The third and fourth readings come from Psalm 89. Psalm 89:1-37 rehearses familiar ground about God’s promises to David and his sons. Psalm 89:38-52 provides the surprise element. The rule of David’s sons appears to have come to an end. They are no longer ruling from Jerusalem. This psalm probably reflects the problem created when Nebuchadnezzar conquers Jerusalem (586 B.C.) and God’s king is in exile (end of 2 Kings). After the exile, we hear about Zerubbabel’s role in rebuilding the Temple (Zech. 4:9), but he is the last son of David of the Old Testament. He has some role in leading the people of God after the exile, but it appears that he never becomes king.

Ezekiel 34 and 37

In Ezekiel 34:23-31 and 37:24-28 (readings 5 and 6), Ezekiel prophesies that David will one day come to rule over God’s people once again. Ezekiel is prophesying from the midst of exile in Babylon. His words mean that a king from the line of David will arise to be a new David. He will reunite the people of God into one nation, one people. It is important to recall that after Solomon’s death Israel separated from Judah to become the northern kingdom with its own kings. Thus, Ezekiel holds out hope for a new king like David who is yet to come. The new king does not come until some 500 years later.

Luke 1

Luke 1:29-37 (reading 7) announces the coming of the long awaited king from the line of David. Like his predecessors, he will be a son of David and rule over the “house of Jacob” or Israel (1:32-33). He will also be a son of God. However, he will be greater than David’s other sons. He is not merely a son of God, but the Son of God. Luke’s account makes this very clear. Joseph and Mary’s son is quite unique.
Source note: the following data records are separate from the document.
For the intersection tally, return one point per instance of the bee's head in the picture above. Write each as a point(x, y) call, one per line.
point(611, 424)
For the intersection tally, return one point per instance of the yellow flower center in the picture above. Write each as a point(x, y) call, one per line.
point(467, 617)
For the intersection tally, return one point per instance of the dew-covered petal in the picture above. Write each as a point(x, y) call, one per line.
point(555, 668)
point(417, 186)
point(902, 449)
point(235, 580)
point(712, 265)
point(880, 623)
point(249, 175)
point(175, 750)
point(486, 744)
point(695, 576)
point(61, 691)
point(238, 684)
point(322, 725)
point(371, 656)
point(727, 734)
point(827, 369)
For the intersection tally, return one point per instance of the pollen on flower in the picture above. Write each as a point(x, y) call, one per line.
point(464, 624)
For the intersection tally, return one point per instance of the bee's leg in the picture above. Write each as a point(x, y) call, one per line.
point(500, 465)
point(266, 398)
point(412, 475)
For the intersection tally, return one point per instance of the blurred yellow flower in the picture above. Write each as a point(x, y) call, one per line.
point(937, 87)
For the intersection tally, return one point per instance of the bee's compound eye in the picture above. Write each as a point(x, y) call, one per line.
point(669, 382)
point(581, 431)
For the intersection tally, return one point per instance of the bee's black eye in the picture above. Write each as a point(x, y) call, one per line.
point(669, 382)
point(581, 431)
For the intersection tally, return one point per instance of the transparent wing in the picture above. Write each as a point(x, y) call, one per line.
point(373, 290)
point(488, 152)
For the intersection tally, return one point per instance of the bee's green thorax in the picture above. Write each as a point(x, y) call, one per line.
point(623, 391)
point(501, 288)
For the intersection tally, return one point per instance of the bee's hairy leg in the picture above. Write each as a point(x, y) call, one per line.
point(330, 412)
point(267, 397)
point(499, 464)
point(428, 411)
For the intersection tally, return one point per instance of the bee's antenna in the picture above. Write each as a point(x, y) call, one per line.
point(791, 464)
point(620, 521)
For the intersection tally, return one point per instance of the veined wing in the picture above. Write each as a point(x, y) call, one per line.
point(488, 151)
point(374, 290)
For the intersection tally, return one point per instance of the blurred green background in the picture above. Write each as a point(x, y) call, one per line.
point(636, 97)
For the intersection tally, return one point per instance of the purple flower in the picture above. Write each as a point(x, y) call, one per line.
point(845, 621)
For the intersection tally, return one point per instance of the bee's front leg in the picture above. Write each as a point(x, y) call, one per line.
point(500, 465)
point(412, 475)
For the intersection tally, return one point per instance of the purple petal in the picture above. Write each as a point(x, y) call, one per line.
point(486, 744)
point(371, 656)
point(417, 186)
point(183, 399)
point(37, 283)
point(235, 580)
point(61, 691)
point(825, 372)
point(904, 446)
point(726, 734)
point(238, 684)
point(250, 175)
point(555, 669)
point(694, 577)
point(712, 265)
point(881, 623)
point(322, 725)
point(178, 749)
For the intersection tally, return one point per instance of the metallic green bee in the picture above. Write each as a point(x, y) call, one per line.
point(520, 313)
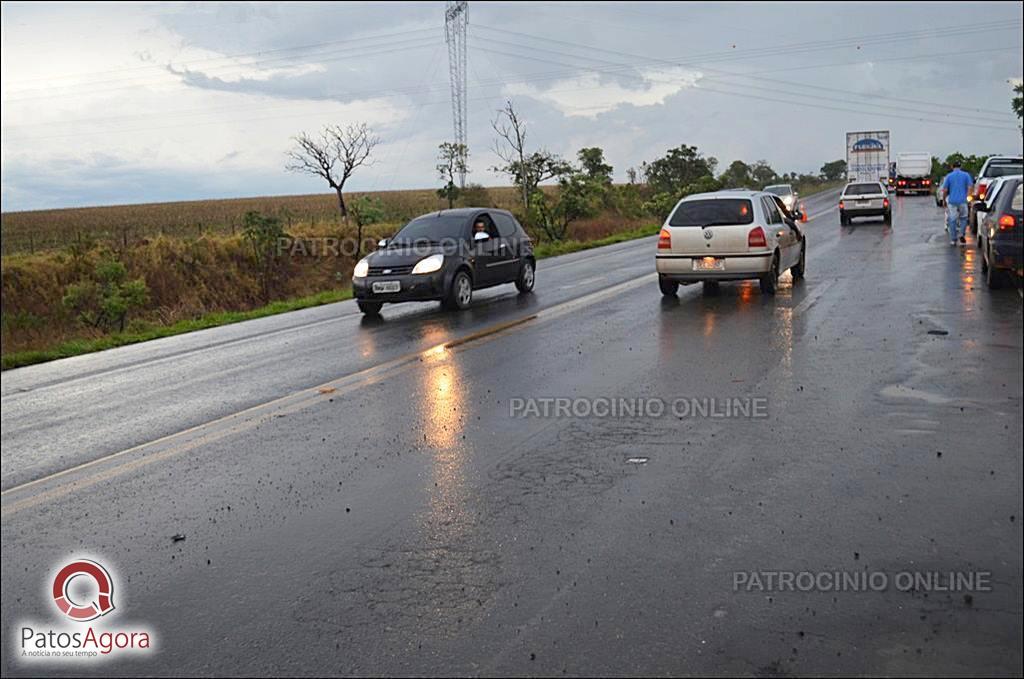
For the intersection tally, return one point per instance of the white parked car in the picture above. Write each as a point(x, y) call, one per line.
point(864, 199)
point(729, 236)
point(995, 166)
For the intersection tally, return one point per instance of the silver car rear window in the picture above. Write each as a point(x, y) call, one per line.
point(860, 189)
point(713, 212)
point(1003, 169)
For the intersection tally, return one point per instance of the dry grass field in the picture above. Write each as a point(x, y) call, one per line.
point(123, 224)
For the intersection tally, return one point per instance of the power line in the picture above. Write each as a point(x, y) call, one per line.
point(970, 119)
point(691, 61)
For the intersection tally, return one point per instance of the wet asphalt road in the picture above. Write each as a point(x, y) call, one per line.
point(355, 498)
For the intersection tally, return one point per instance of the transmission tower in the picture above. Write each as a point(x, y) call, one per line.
point(455, 36)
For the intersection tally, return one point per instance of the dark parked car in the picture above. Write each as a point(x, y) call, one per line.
point(1001, 235)
point(445, 256)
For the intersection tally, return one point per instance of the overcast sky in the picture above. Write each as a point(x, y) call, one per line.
point(158, 101)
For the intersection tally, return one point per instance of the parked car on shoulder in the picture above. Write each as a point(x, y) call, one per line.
point(994, 166)
point(729, 236)
point(1001, 235)
point(445, 256)
point(985, 205)
point(864, 199)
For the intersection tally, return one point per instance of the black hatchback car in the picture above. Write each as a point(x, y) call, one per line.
point(445, 256)
point(1001, 235)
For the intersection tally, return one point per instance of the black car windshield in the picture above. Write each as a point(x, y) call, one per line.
point(432, 227)
point(860, 189)
point(1004, 169)
point(713, 212)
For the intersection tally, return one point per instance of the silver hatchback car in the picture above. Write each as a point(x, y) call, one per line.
point(864, 199)
point(729, 236)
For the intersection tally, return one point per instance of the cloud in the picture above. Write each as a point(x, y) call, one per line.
point(588, 96)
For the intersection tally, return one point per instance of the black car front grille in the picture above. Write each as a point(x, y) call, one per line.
point(390, 270)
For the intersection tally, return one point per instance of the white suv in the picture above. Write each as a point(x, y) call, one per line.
point(729, 236)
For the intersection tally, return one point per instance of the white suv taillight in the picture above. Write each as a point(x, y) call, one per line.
point(756, 239)
point(665, 240)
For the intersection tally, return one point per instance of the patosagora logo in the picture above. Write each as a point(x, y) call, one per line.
point(83, 591)
point(84, 611)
His birth is a miraculous birth that sets him apart from every other person who has ever been born into this world. He is the unique, divine Son of God. That is how he is going to be able to bring about the complete fulfillment of God’s lofty promises to David. He will rule forever. His rule will reach far beyond the bounds of David’s and Solomon’s kingdom. He will rule all the nations and the entire created order. He will overcome all of the enemies of the people of God, including the Devil and all of his allies. He is the antitype or fulfillment to whom David and his sons pointed.